I'm going to go to the junkyard and get another control head and swap that out. if this doesn't work, what else could it be? besides that harness that goes into the evaporator box, are there any other electrical components that i could be missing?
I think what Bill is trying to say is: your switch is very likely bad, the one at the junk yard is also likely to be bad and thus a waste of time and money, so the smart money would be to spend $14 dollars on a new one. It's cheap.
The smarter idea would be to verify power into and out of the switch before anything else. There is also a low pressure cycling switch on the accumulator that is a common failure item. Check for power to that switch with the engine running and the AC turned on. There will not be any power to the compressor until there is 45psi of pressure in the system. The cycling switch closes at about 45psi.

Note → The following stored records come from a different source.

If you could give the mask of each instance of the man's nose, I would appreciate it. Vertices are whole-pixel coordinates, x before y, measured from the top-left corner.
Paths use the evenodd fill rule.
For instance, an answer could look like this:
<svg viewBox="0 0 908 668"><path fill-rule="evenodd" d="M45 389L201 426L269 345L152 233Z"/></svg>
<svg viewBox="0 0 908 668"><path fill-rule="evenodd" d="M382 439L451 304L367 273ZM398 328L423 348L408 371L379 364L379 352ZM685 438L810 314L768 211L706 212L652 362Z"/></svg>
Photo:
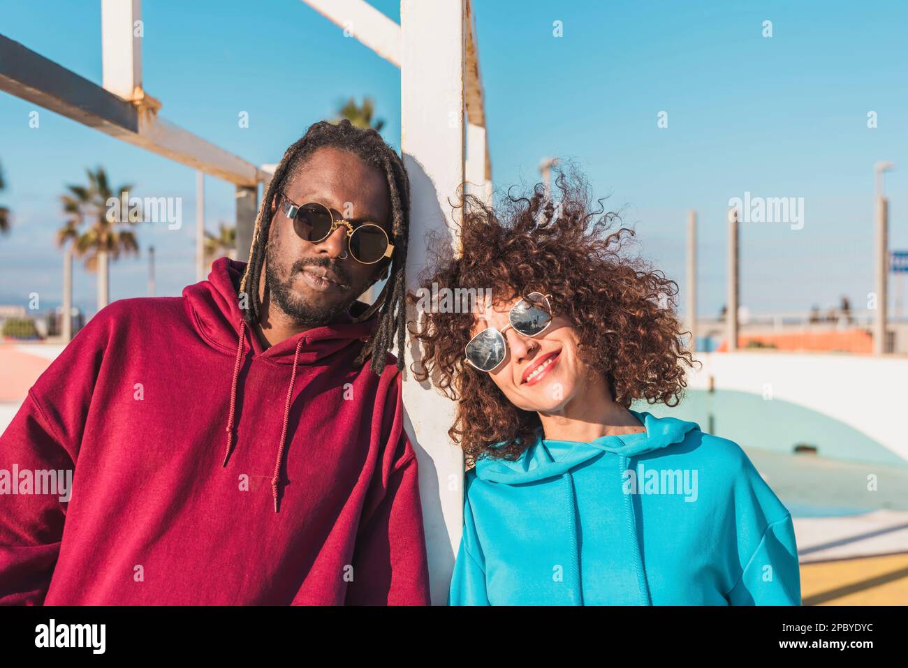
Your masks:
<svg viewBox="0 0 908 668"><path fill-rule="evenodd" d="M340 258L347 250L347 228L339 225L326 240L315 245L320 252L328 253L331 259Z"/></svg>

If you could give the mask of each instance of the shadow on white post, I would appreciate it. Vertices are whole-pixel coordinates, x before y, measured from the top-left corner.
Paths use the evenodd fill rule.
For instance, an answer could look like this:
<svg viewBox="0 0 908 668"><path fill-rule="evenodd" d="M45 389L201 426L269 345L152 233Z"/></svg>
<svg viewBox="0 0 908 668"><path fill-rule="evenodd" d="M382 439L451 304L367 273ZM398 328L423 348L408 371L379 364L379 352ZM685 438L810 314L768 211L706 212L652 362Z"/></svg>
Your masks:
<svg viewBox="0 0 908 668"><path fill-rule="evenodd" d="M410 290L430 259L426 234L458 244L449 205L464 182L464 44L466 0L402 0L400 63L404 164L411 192L407 276ZM410 318L415 319L416 313ZM447 600L463 526L463 454L448 437L454 403L410 367L419 354L409 343L403 382L404 424L419 466L432 603Z"/></svg>

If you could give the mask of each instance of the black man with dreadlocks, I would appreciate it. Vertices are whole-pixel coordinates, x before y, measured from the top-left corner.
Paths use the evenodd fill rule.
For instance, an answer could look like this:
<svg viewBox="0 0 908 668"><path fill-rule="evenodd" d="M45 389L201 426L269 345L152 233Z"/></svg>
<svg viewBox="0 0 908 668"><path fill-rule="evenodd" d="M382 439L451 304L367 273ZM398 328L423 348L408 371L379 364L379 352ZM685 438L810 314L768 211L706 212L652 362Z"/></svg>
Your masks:
<svg viewBox="0 0 908 668"><path fill-rule="evenodd" d="M265 189L248 263L92 319L0 437L0 604L428 604L409 219L378 133L318 123Z"/></svg>

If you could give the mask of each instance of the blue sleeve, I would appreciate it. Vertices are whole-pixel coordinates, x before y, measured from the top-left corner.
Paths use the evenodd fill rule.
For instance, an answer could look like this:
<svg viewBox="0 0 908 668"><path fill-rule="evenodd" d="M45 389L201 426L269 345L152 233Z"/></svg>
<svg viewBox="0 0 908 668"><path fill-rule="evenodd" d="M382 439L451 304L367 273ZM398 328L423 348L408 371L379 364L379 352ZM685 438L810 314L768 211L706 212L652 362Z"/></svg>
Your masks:
<svg viewBox="0 0 908 668"><path fill-rule="evenodd" d="M740 579L725 597L732 605L801 604L801 573L791 515L766 526Z"/></svg>
<svg viewBox="0 0 908 668"><path fill-rule="evenodd" d="M489 597L486 593L486 569L482 563L482 552L479 545L476 525L473 522L473 512L467 494L464 494L463 506L463 535L460 538L460 548L458 550L457 561L454 563L454 574L451 576L448 604L489 605Z"/></svg>
<svg viewBox="0 0 908 668"><path fill-rule="evenodd" d="M727 519L725 599L732 605L800 605L801 572L791 513L738 447Z"/></svg>

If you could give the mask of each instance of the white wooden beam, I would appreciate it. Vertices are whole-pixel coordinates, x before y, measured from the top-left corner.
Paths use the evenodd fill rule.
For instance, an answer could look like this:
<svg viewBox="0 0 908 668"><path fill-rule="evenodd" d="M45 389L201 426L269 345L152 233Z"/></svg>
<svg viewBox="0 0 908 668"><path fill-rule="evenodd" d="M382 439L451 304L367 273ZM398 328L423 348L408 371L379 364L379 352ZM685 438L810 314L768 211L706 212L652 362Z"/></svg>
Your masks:
<svg viewBox="0 0 908 668"><path fill-rule="evenodd" d="M94 82L0 35L0 90L124 142L232 183L269 175L252 162L105 91Z"/></svg>
<svg viewBox="0 0 908 668"><path fill-rule="evenodd" d="M142 90L142 0L101 0L104 90L123 100Z"/></svg>
<svg viewBox="0 0 908 668"><path fill-rule="evenodd" d="M448 198L464 180L465 11L466 0L400 3L400 142L410 182L410 289L431 258L424 243L428 232L441 232L454 247L459 243ZM408 345L408 368L414 353L419 354ZM432 602L441 604L463 526L463 454L448 437L454 402L408 374L403 404L419 466Z"/></svg>
<svg viewBox="0 0 908 668"><path fill-rule="evenodd" d="M400 66L400 26L365 0L302 0L390 63Z"/></svg>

thats good advice. you're right ill get the new part. when i googled that part number though, it came up with the fan speed control switch. but the A/C switch and the colored vacuum lines are one the other side of the control head, on the opposite side of the warm/cool dial. there is a plug with four wires going into it. i remember a purple wire. which wire should be getting power when i switch the A/C on? how much current should it be getting?
There Are switchs on the ac line that will cause you compressor not to kick on in case you have low pressure or in case your refrigerant is running to hot if I am not mistaken. check it out let us know !
lsrx101, i had the system fully charged by a professional but we had to run a wire to it from the battery. I also tried using a wire to jump that cycling switch on the accumulator to try to eliminate it as the failure. i also have verified power at that switch with engine on A/C on.
Do you mean that you have power to the cycling switch on the accumulator?
If so, the switch in the control head is ok.
The power flow is: B+.....panel switch.....cycling pressure switch.x...high pressure cutout switch.....wide open throttle relay...x.clutch coil......ground.
If there is power to the cycling switch, something is open between there and the clutch coil. (Between the two x's above) or a problem with the clutch coil or ground.
Is there power and ground at the clutch coil connector? If so, there is a problem with the clutch coil. If no ground, ground the black wire. If no power at the clutch connector, reconnect it and:
Move to the HPCO switch and check for power on the Dark Green/orange wire. If you have power there, jumper the connector. If the compressor runs, the switch is bad. If it doesn't runreconnect the switch and:
Check for power at the wide open throttle relay connector. There should be power on the Dark Green/Orange wire. If so, jumper the DG/O wire and the Black/Yellow wire. The compressor should engage.
If no power, there is an open between the HPCO and the WOT relay.
Email me and I can send you the wiring diagram of the AC system. Then all of that stuff I just wrote will make at least a little sense.
Since the system is charged and there is power to the LPCS, this should be an easy fix.
lsrx101, I can't seem to PM you but i have a wiring diagram and what you said makes sense. i'm going to test these connections tonight. keep in mind that my truck did not come from the factory with air so maybe i didnt get all the electrical parts i need. the only electrical parts i've swapped have been the control head and the wire harness that goes into the evaporator box.
What year was your donor truck?
The reason I'm asking is that much of the AC underhood wiring will have already been on your truck. 2 things come to mind:
-If the donor truck was r12 and your 95 was wired for r134a, you won't have an HPCO but the truck may have the connector. There's a break in the circuit. The HPCO is on the compressor manifold, if equipped. The connector is in the compressor harness near the back of the compressor..
- You could be missing the the WOT relay or the wiring is not in place for it.
I'll bet it's one of these 2 things since you have power to the LPCO and it's getting lost between there and the compressor.
lsrx101, i think you may have figured it out. the donor truck was a '94 (R12) and mine is a '95 (R134a) i didn't realize the electronics were different. What should i do?